Mary Lou’s Café has been serving up honest, home-cooked Mexican flavors at its Pleasanton Road location for years. The modest nature of the south side location would never lead you to expect the grandeur of its second location, a pumpkin-colored palace on McCullough Road with a pleasant patio to one side and plenty of dark-wood paneling marking the interior.
A couple of visits over the past few months have shown that the decor may be spiffier, but the main attraction – Mary Lou’s tasty take on Tex-Mex – is the practically the same.
That means you can expect a puffy taco with plenty of well-spiced picadillo and crisp iceberg strands filling a scorching-hot tortilla pillow fresh from the fryer and dripping with just the right amount of grease to add an irreplaceable flavor.
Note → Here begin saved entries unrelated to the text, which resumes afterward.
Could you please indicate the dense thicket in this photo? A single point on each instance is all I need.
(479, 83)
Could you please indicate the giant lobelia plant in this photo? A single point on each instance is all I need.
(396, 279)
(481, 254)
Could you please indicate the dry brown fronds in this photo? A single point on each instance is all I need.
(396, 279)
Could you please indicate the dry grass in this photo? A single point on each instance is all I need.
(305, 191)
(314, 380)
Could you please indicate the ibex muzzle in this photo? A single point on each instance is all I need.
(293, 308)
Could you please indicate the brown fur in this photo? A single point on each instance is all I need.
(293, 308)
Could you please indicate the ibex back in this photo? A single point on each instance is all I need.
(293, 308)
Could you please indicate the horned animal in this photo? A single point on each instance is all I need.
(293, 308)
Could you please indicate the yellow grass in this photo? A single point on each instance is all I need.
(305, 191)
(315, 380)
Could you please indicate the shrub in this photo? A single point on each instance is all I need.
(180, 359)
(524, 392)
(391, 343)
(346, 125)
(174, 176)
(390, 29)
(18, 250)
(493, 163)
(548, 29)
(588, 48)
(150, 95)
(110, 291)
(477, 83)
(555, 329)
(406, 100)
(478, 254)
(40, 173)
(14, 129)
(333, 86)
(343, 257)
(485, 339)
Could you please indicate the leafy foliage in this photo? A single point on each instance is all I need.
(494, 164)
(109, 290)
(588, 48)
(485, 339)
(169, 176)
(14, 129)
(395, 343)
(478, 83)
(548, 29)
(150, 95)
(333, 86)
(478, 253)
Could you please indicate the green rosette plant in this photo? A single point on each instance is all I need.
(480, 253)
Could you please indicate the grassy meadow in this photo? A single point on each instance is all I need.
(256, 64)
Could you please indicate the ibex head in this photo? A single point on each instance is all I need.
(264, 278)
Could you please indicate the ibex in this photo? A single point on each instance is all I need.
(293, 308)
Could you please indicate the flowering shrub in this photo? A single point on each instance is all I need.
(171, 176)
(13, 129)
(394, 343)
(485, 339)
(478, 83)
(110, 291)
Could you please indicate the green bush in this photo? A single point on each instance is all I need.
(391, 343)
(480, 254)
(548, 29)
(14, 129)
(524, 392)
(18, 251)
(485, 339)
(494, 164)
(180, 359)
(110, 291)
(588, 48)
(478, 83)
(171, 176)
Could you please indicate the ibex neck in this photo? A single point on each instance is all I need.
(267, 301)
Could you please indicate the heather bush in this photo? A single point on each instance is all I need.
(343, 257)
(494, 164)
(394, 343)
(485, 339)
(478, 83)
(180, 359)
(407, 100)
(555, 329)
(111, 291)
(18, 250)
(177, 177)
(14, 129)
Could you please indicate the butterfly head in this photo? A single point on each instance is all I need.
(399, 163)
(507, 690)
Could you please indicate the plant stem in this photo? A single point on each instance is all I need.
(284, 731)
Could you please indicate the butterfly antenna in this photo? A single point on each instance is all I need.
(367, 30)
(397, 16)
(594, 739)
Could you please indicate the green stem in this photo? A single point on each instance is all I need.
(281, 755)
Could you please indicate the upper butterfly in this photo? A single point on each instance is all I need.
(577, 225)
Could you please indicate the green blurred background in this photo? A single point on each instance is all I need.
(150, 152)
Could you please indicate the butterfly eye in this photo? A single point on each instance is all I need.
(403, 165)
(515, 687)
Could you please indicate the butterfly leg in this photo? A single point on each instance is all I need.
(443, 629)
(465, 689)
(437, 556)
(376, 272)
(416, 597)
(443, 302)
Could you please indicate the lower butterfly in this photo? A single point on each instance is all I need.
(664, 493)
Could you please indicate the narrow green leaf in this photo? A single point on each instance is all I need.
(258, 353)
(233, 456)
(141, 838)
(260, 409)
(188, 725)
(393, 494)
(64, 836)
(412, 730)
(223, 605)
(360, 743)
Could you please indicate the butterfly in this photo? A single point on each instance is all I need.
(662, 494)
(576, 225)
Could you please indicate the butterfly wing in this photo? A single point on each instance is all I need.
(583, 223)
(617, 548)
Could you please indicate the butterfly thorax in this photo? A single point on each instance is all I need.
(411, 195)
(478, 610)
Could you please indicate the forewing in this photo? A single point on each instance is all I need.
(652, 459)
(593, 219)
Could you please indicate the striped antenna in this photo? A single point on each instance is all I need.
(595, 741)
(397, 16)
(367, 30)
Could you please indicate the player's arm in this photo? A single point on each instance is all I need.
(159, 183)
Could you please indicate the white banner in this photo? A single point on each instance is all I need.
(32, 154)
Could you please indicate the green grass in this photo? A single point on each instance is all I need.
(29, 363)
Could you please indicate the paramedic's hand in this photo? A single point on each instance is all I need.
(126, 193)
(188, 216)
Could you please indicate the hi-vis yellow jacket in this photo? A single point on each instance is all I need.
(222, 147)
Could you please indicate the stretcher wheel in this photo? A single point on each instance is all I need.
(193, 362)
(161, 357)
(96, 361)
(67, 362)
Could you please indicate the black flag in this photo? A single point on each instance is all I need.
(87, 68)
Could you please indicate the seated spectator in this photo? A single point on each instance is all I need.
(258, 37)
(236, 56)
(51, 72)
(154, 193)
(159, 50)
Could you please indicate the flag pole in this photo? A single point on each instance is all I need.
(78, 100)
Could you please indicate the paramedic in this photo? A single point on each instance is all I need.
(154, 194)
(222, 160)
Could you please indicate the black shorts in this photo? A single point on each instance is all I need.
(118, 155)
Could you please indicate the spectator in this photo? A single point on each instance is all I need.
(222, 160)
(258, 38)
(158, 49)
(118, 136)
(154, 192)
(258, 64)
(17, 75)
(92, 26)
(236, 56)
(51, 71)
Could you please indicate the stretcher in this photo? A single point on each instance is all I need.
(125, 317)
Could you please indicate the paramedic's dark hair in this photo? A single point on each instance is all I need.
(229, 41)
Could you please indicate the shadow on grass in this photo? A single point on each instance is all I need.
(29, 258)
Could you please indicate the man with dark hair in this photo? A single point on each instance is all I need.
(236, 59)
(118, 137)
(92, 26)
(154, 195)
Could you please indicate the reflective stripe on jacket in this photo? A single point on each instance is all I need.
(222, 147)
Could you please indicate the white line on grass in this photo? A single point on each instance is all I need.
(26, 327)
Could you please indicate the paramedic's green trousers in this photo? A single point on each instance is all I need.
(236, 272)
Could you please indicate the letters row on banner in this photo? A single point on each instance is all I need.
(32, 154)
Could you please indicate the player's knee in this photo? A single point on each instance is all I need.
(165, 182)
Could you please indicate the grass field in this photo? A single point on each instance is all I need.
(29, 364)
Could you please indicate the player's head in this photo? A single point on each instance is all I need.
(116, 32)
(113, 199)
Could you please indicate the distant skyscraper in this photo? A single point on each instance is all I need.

Likewise, the fingertip-searing heat of the gordita will get you primed for your first taste of juicy chicken and corn. The succulent strands of meat in this case upstaged the rest of the plate, and most everything else on the table.
I don’t order chicken too often when dining out. The breast meat rarely has flavor any more, and few kitchens take the time to prepare the dark meat properly. The threads of meat here, though, bore so much flavor that I may rethink that position.
Just know your shapes, which most of us who eat Tex-Mex regularly do. A plate with the puffy taco, the gordita and a perfectly adequate crispy taco all looked alike from the top, thanks to identical garnishes of iceberg, tomato and shredded cheese.
Which to eat first? The puffy taco, of course, because it loses its magic the moment it becomes cold.
Breakfast is served until noon, and the kitchen turns out good egg dishes, whether you’re getting a taco or chilaquiles. A pork chop on the side offers a first dose of vitamin P(ork) for the day.
Mary Lou’s has some oddities, though, that will turn off purists. The chips were made from flour, not corn, tortillas. And the warm salsa, loaded with bay leaves and large slices of onion, was little more than the sauce for huevos rancheros.
One item that is all too common in San Antonio restaurants, including the McCullough Mary Lou’s, is lousy guacamole. Ours was gray-green, ice cold and little more than mashed up avocado that was not fully ripe. Who wants to pay $3.50 for that? Or $2.25 for a side of refrieds?
As you can tell, the prices are higher than you might expect. Many of the entrées top $10, which may be in line with the Olmos Park area but feels steep for Tex-Mex fare, no matter how beautiful the setting.
Service was genial, and our glasses were constantly filled. It might have been a little better if our waiter had asked about why the guac was barely touched, for example. But perhaps he knows the answer already.